Parental and Patient Support
For children diagnosed with Diastematomyelia Type 1, early parental education is essential. Support groups, physical therapy, and regular follow-ups contribute to long-term success. Adolescents may require counseling or additional support during puberty, especially if scoliosis or bladder dysfunction impacts daily life.
Research and Future Treatment Advances
Although Diastematomyelia is rare, research into neural tube defects and spinal anomalies is ongoing. Innovations in neurosurgery, such as robotic-assisted procedures, improved imaging techniques, and regenerative therapies, may enhance treatment outcomes in the future.
Scientists are also exploring the genetic and molecular basis of spinal cord malformations to potentially prevent or treat these defects during early development.

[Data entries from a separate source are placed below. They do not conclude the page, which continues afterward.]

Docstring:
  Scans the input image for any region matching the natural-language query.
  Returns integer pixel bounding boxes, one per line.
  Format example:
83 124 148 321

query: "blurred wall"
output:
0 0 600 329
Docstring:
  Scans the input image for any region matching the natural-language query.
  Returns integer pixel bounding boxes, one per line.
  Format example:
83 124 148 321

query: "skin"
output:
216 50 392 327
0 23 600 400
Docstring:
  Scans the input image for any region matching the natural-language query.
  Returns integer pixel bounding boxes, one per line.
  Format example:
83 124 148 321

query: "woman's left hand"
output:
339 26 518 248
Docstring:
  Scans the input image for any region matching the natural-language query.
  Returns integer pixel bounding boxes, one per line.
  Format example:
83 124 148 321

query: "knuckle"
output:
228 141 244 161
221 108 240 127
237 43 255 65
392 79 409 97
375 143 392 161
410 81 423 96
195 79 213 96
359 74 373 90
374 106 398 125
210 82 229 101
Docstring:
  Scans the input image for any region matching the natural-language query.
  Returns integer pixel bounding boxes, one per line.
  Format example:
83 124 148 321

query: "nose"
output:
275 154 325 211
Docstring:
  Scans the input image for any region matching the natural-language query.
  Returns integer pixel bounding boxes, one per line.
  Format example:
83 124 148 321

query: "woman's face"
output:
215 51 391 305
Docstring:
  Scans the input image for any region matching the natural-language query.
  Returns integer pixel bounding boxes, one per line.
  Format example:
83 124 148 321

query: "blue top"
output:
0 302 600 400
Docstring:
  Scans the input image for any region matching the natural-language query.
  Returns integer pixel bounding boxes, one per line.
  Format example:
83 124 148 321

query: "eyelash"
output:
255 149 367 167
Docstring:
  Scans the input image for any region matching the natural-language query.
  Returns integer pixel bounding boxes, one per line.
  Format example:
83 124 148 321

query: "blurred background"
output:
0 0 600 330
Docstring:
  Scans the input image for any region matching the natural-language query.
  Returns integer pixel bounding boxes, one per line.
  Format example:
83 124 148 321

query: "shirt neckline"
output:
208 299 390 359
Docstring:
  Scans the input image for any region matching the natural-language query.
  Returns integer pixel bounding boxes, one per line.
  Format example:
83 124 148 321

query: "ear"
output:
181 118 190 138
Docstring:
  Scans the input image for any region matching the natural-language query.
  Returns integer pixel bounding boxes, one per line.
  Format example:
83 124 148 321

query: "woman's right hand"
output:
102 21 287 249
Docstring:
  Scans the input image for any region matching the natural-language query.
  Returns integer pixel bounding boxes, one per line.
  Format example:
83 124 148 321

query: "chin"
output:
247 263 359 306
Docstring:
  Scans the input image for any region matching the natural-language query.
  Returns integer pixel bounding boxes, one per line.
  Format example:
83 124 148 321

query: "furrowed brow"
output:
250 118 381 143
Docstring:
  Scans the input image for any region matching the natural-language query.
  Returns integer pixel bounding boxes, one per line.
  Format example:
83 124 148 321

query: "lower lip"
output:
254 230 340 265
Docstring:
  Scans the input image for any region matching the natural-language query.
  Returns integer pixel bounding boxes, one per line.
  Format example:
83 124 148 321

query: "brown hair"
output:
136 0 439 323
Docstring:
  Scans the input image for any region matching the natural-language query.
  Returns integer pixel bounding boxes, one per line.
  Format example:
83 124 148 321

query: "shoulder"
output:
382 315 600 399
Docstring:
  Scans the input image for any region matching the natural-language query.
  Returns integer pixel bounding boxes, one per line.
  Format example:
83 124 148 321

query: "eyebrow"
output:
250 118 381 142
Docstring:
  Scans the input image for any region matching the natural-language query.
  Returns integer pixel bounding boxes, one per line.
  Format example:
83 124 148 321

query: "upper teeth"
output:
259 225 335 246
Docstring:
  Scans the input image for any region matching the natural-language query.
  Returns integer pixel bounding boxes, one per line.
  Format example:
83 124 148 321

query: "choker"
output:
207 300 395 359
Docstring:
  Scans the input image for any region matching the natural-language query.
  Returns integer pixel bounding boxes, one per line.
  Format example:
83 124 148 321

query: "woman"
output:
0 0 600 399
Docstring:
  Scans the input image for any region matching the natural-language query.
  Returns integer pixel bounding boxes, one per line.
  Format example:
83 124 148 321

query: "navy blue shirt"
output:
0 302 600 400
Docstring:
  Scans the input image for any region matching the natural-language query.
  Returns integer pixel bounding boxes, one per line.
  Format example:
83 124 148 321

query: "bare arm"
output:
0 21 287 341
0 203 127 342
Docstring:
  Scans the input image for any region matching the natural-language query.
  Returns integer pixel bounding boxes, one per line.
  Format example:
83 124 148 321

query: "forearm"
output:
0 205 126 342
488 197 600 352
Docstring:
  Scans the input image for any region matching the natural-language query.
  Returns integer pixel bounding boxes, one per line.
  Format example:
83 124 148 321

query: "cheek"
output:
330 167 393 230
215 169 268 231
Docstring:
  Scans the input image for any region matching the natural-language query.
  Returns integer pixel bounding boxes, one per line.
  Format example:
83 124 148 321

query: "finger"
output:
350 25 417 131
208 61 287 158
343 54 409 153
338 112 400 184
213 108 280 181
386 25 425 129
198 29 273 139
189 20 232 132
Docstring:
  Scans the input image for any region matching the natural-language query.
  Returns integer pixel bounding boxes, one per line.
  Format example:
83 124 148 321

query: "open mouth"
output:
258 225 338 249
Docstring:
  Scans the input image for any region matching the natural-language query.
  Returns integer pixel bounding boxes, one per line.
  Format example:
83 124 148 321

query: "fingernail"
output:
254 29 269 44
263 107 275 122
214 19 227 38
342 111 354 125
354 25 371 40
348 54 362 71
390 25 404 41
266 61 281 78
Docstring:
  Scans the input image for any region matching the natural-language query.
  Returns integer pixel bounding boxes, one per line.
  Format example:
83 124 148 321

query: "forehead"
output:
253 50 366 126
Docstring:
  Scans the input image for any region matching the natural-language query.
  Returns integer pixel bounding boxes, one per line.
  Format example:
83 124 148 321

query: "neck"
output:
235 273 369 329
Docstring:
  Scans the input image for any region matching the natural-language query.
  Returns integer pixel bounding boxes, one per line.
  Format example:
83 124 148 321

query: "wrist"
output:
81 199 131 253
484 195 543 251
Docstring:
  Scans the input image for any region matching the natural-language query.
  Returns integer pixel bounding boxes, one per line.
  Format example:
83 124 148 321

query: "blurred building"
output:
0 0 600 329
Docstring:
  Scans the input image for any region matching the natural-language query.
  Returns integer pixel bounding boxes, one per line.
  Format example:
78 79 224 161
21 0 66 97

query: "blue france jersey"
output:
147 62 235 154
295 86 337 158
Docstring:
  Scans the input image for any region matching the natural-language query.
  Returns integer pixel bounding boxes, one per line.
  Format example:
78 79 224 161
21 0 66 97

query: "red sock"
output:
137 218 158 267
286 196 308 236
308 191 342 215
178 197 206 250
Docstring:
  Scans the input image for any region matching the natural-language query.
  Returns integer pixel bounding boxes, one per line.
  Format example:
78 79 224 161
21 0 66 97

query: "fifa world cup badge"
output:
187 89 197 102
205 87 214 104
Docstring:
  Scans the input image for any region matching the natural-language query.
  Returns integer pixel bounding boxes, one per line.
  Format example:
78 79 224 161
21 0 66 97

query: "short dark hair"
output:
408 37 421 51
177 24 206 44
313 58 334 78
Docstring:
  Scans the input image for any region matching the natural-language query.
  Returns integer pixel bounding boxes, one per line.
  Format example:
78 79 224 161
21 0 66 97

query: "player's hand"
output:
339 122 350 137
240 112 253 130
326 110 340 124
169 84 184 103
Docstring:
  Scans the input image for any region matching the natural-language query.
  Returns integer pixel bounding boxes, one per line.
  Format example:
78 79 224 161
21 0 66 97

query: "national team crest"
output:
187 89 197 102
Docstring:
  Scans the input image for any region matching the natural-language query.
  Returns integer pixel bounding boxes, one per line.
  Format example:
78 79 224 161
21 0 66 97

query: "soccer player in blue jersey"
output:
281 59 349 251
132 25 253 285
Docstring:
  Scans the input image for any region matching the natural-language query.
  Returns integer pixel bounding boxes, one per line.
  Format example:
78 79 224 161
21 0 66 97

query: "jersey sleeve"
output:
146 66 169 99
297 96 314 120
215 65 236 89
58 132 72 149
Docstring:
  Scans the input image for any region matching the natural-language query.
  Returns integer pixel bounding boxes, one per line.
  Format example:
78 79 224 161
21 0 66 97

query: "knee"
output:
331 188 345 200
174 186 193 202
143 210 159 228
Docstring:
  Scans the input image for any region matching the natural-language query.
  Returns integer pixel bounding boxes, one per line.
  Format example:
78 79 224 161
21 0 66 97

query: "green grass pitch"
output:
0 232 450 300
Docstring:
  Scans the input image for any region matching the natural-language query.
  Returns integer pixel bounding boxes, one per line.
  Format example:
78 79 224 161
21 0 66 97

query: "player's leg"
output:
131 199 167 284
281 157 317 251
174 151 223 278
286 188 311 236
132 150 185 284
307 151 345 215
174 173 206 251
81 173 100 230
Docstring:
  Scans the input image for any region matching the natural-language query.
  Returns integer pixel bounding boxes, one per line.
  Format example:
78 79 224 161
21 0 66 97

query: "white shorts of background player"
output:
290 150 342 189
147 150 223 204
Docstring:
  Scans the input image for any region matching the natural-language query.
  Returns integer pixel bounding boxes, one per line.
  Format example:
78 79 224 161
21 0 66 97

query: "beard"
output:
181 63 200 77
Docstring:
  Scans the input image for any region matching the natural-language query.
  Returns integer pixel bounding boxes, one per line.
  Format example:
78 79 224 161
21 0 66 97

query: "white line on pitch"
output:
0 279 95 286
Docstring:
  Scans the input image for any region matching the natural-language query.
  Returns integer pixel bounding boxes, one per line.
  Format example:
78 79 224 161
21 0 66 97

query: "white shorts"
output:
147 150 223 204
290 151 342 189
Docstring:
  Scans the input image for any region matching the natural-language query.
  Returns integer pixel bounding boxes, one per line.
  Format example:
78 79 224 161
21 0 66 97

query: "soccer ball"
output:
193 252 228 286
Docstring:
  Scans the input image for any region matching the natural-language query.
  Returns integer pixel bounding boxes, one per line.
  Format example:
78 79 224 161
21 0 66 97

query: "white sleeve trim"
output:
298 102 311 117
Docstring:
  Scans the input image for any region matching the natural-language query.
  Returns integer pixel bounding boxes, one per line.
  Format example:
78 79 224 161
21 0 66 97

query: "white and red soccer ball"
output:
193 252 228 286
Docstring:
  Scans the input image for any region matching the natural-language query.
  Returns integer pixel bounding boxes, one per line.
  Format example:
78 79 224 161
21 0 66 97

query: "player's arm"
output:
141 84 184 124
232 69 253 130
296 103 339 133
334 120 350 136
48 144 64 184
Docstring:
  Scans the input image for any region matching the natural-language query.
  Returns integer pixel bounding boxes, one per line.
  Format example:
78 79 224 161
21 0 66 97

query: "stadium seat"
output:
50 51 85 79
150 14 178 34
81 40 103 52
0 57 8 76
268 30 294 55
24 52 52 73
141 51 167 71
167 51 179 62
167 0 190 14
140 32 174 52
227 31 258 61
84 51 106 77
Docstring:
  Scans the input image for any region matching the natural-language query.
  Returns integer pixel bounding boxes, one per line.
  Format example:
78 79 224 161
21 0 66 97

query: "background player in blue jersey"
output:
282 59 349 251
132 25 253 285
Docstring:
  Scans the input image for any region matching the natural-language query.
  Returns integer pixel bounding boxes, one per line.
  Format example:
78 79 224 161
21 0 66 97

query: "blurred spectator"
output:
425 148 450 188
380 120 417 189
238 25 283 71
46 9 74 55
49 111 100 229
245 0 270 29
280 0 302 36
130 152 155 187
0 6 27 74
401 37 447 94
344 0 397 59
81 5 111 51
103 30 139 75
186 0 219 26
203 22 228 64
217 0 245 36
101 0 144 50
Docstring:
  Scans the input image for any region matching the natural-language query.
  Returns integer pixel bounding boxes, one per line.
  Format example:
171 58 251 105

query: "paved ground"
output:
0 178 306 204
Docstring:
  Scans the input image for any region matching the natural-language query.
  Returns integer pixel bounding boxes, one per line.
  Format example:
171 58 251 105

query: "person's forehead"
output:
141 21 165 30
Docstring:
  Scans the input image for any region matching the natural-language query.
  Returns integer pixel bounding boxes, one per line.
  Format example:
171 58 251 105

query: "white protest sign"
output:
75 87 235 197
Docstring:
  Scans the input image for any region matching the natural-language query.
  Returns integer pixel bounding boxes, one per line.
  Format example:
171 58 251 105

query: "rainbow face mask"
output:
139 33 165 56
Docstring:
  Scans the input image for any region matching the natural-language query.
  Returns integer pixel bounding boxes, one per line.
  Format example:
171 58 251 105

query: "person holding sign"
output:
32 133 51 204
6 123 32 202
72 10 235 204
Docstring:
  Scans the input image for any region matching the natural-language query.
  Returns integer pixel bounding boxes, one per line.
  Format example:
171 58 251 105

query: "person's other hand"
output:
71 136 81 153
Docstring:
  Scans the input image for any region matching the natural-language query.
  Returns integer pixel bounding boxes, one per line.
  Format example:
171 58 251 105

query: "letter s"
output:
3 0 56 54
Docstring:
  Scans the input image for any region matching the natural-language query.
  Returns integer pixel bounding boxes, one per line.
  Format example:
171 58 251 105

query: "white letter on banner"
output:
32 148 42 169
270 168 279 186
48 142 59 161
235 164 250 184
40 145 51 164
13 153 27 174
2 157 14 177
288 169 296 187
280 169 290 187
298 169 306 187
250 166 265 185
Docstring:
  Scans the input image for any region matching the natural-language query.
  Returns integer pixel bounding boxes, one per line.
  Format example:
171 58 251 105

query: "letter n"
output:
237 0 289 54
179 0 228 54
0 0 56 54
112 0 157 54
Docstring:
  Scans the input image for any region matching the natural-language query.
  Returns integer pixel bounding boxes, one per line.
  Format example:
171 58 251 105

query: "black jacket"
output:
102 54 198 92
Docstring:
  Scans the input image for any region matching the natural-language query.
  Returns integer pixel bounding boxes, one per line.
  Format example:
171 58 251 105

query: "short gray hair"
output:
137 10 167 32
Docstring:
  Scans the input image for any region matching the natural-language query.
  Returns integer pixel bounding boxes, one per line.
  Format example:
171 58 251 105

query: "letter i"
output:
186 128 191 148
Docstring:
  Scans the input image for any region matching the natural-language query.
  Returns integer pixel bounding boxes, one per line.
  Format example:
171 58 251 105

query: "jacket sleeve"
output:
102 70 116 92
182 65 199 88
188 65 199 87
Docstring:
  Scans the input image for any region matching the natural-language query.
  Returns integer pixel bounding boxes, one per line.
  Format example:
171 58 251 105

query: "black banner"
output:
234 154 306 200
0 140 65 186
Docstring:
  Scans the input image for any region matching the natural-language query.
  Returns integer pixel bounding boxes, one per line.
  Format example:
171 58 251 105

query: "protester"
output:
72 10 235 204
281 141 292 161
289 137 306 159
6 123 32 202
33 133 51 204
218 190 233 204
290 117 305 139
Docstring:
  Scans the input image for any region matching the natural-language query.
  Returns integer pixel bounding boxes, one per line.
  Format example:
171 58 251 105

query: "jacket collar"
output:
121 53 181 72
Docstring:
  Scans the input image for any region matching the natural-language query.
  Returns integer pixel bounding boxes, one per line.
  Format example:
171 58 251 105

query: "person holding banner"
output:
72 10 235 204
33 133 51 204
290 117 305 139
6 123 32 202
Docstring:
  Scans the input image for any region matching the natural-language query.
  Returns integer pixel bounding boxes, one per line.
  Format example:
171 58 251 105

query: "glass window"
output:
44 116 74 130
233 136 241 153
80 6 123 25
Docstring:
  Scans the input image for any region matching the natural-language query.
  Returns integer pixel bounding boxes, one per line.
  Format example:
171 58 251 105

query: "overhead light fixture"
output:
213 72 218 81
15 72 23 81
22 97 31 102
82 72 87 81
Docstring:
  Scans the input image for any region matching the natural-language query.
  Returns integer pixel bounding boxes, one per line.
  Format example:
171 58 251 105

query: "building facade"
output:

Diastematomyelia Type 1 is a rare but serious spinal condition requiring timely diagnosis and treatment. Surgical correction remains the gold standard, especially when neurological symptoms or tethering are present. With modern imaging, surgical expertise, and multidisciplinary care, patients with this condition can achieve excellent outcomes and improved quality of life.
Long-term success depends on early intervention, appropriate surgical management, and consistent rehabilitation. Parents and patients should work closely with a team of specialists to ensure the best course of action and long-term support.